Like most Democrats in the House and Senate, Welch is supportive of the Abraham Accords, which normalized relations between Israel and a handful of Arab nations a few years ago. “That’s really good in terms of Israel and the Arab states having relationships,” he said. 

But he clarified that such diplomacy, while “constructive,” is largely unrelated to what he characterized as a more urgent project: building a two-state framework. The accords, he said, are “independent of the issue of the West Bank and a Palestinian state.”

Not that he is particularly hopeful, at the moment, about the possibility of negotiations, citing shortcomings on both sides of the conflict. “There’s got to be some new thinking and a new approach on the Palestinian side,” he said, criticizing what he called “very weak leadership” and postponed elections. “But the reality of the power dynamic is Israel’s in charge, and there’s a level of desperation in the West Bank.” 

“The contest is not ideological,” he said. “It’s elemental — about can you stay in your home or not.”

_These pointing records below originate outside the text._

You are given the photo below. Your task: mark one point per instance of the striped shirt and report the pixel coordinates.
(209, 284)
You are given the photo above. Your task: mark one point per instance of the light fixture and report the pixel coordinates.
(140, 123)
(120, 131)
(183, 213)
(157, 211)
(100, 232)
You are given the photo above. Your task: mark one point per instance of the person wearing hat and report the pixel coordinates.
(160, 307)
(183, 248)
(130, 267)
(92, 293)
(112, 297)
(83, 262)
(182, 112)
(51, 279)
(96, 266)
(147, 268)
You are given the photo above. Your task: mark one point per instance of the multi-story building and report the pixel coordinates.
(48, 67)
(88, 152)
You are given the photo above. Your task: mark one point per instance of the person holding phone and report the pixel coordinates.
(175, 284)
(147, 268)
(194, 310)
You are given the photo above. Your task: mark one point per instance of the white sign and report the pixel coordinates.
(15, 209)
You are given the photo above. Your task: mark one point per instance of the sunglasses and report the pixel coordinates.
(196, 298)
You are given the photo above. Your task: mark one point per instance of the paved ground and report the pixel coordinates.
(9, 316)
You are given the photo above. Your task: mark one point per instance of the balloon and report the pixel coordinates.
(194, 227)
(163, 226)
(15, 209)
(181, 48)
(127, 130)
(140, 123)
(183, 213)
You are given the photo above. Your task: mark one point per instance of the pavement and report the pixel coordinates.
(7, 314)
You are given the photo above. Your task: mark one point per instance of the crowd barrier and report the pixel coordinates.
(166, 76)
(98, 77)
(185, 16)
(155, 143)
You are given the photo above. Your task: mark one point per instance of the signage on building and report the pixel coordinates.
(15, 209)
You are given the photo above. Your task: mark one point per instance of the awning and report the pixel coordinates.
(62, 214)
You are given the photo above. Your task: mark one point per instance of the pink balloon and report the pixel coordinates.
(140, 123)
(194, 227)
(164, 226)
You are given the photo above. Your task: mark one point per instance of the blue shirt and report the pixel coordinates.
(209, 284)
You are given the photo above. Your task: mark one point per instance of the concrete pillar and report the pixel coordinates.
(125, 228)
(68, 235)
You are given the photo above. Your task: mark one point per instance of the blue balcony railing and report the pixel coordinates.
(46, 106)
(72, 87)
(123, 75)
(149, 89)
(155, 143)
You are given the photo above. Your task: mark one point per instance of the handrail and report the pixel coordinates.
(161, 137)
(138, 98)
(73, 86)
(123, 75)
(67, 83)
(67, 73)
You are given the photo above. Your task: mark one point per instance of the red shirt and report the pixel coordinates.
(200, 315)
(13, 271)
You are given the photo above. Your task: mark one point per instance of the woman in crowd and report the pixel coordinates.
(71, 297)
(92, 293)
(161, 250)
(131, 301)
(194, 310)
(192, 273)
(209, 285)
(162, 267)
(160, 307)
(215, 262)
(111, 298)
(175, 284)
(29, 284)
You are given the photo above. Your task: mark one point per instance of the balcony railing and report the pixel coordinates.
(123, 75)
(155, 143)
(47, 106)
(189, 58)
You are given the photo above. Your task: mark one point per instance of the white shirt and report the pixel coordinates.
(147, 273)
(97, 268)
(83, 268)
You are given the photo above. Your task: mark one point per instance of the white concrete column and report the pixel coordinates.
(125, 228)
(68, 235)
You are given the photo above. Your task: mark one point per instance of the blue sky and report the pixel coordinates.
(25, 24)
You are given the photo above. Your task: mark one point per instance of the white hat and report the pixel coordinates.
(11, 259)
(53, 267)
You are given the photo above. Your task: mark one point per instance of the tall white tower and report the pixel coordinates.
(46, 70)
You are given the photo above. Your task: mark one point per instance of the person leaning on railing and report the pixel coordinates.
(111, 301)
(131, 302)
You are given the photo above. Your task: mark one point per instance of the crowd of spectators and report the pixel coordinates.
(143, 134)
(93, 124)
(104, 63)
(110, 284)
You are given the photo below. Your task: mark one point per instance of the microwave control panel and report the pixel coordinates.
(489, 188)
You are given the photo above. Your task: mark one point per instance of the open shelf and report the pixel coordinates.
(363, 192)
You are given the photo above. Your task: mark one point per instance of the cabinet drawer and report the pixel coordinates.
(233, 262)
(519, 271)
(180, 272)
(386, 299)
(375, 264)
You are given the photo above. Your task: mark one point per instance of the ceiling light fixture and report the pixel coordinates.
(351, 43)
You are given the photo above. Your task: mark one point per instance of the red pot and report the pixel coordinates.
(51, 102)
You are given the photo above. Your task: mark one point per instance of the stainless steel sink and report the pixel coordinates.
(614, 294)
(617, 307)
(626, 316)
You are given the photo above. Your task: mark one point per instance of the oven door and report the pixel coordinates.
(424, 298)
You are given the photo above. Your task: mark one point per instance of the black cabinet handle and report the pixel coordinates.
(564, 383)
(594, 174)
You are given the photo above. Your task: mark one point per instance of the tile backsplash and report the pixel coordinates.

Before entering the Senate in January, Welch, who had served as Vermont’s lone congressman since 2007, was relatively outspoken on Israeli and Palestinian issues. 

The senator has addressed J Street conferences, most recently in December, and was an original cosponsor of the Two-State Solution Act, a bill introduced by former Rep. Andy Levin (D-MI) that would have blocked Israel from using American aid to expand settlements in the West Bank. He also supported proposed legislation from Rep. Betty McCollum (D-MN) that would place restrictions on U.S. aid to Israel, among other things.

Welch, who replaced former longtime Sen. Patrick Leahy (D-VT), recognizes that he is now in command of “a bigger platform” in the upper chamber, even if his Middle East policy outlook has remained constant. “My point of view is the same,” he said, “and I’ll continue to be active.”